Attention Surgery: An Efficient Recipe to Linearize Your Video Diffusion Transformer
Mohsen Ghafoorian, Denis Korzhenkov, Amirhossein Habibian
TL;DR
This paper tackles the prohibitive quadratic cost of self-attention in transformer-based video diffusion models by introducing Attention Surgery, a framework to retrofit pretrained DiTs with linear or hybrid attention without training from scratch. It combines a novel hybrid attention mechanism with learnable feature maps, attention distillation, and a block-rate optimization strategy to allocate attention styles per transformer block under a global compute budget, followed by lightweight fine-tuning. The method achieves competitive performance on Wan2.1 1.3B with substantial on-device efficiency gains, validated by VBench benchmarks and a human study, while requiring modest compute (less than 0.4k GPU-hours for the surgery). These results suggest practical deployments of efficient video diffusion with near-state-of-the-art quality, and point to future work integrating causality to enable RNN-like diffusion at scale.
Abstract
Transformer-based video diffusion models (VDMs) deliver state-of-the-art video generation quality but are constrained by the quadratic cost of self-attention, making long sequences and high resolutions computationally expensive.
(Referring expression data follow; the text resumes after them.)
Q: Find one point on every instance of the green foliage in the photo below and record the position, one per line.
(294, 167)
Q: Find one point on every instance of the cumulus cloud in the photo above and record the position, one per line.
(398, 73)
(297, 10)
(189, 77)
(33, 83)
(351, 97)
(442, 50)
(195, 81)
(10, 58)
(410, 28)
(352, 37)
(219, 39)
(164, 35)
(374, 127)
While linear attention offers sub-quadratic complexity, previous approaches have failed to match the expressiveness of softmax attention unless retrained at significant computational cost. We introduce Attention Surgery, an efficient framework that enables linear or hybrid attention in pretrained VDMs, eliminating the need for training from scratch. Inspired by recent advances in language models, our method combines a novel hybrid attention mechanism-mixing softmax and linear tokens-with a lightweight distillation and fine-tuning pipeline requiring only a few GPU-days. Additionally, we incorporate a cost-aware block-rate strategy to balance expressiveness and efficiency across layers. Applied to Wan2.1 1.3B, a state-of-the-art efficient transformer VDM and evaluated on VBench, VBench2.0 and a human preference study, Attention Surgery achieves competitive results. Furthermore, measurements of on-mobile latency, memory usage, and FLOPs demonstrate notable improvements in scaling behavior for longer videos. Project page is available at: https://qualcomm-ai-research.github.io/attention-surgery.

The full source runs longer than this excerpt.